Therefore, there is a problem that the update of the data at the
remote center must be executed with the same sequence of the
sequence of the update of the data at the main center.
[0011] In case of realizing an asynchronous remote copy in the
circumstance of both main center and remote center with two or more
disk subsystems, such technologies are known that the host unit at
the main center gives information related to the update sequence as
a time stamp to the data when the host unit at the main center
instructs the update of the data to the disk subsystem, and the
host unit of the remote center executes the reflection processing
of the update of the data to the disk subsystem of the remote
center based on such time information. For example, the Japanese
patent unexamined publication 6-290125 (U.S. Pat. No. 5,446,871)

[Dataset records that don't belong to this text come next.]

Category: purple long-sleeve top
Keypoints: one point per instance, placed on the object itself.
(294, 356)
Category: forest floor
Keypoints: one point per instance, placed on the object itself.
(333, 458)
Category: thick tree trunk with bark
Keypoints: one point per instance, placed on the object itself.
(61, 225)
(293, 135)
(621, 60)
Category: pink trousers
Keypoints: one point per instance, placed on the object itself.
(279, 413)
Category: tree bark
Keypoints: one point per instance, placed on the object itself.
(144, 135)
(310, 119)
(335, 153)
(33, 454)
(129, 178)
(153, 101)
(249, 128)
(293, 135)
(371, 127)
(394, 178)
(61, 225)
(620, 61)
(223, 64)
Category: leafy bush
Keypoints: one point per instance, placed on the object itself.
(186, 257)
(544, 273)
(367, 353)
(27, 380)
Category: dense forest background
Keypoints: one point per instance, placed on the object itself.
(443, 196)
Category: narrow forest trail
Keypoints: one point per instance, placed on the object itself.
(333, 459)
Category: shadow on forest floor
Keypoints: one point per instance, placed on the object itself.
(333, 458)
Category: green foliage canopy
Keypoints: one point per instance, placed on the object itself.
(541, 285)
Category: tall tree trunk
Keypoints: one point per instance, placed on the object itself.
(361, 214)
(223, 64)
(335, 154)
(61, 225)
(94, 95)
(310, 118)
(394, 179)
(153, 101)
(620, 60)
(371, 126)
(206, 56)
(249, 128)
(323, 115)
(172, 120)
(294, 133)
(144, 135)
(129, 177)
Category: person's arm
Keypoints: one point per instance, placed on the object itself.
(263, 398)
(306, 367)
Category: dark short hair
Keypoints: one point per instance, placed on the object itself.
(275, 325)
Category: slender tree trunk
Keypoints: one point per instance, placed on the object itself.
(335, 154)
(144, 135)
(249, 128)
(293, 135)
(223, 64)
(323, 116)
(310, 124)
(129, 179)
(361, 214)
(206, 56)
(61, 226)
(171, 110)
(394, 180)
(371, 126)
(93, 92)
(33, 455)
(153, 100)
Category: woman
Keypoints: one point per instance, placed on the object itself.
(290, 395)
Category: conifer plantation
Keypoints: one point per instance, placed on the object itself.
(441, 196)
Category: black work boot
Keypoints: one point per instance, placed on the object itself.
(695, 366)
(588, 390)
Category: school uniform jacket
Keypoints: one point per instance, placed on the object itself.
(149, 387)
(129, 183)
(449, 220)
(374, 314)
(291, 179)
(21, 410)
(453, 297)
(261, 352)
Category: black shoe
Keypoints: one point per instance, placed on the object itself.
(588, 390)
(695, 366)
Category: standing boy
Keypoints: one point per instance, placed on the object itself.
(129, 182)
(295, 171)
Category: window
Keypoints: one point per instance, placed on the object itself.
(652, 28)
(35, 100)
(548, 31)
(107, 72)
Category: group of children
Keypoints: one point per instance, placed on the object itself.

discloses such technology. The Japanese patent unexamined
publication 6-290125 discloses the realization of a remote copy
function with the intervention of a host unit. Specifically, by the
cooperative operation of the operating system and the disk
subsystems of the host unit on the side of the man center and the
data mover software and the disk subsystems of the host unit on the
side of the remote center, the issue and the transmission of the
update sequence information and the reflective processing of the
update data based upon the update sequence information are
realized.
SUMMARY OF THE INVENTION
[0012] According to above described prior art, an asynchronous
remote copy function is realized assuring the update sequence of
the data between the main center and the remote center. However,
this technology requires software for both of the host unit and the
disk subsystem for realizing the asynchronous remote copy function
and the cooperation between them. The dedicated new software has to
be introduced; therefore, the introduction of dedicated new
software, setting, inspection, and the review of system design
caused by the increase of a load to a CPU will be generated for a
user. Therefore, there has been a sort of a barrier to introduce
the remote copy by the prior art as it requires a certain amount of
introducing period and the cost of introduction. Actually, there is
no realizing means of the remote copy by the prior art for a
system, wherein the host unit cannot give the information regarding
to the update sequence, such as time stamps, or the system having
no structure of correcting internal clocks of two or more host
computers, that are, especially, open systems. Notwithstanding the
type of the host unit or host software, the consistency of the
update sequence of the data must be maintained with the function of
the disk subsystem only, for realizing asynchronous remote copy
with the function of the disk subsystem only. In case the data that
require the consistency of update sequence are dispersed being
stored in two or more disk subsystems, there is a problem of lack
of means to maintain the consistency of the update sequence among
the two or more disk subsystems.
[0013] The object of the present invention is to realize an
asynchronous remote copy function assuring the consistency of data
with the function of the storage subsystem only without the need of
introducing new software to the host unit, easy to introduce, and
with minimum deterioration of the performance of the computer at
the main center.
[0014] The present invention is the method of duplicating data of a
system which is provided with a first storage subsystem group
comprising two or more storage subsystems and a second storage
subsystem group comprising two or more storage subsystems which
store copies of the data of the first storage subsystem group,
wherein the method of the duplicating the data is that the data
being written into each of storage devices from each of the storage
subsystems which belongs to the first storage subsystem group are
given with serial numbers and times, the data are transferred
through transmission lines to the storage subsystems which belong
to the second storage subsystem group, the two or more data being
received by each of the storage subsystems which belongs to the
second storage subsystem group are arranged in sequence of the
serial numbers, the oldest time is decided comparing the latest
times given to each of the storage subsystems by the communication
among the storage subsystems which belong to the second storage
subsystem group, and the data given with the times earlier than the
decided oldest time are the objects of data writing into the
storage devices of the storage subsystems.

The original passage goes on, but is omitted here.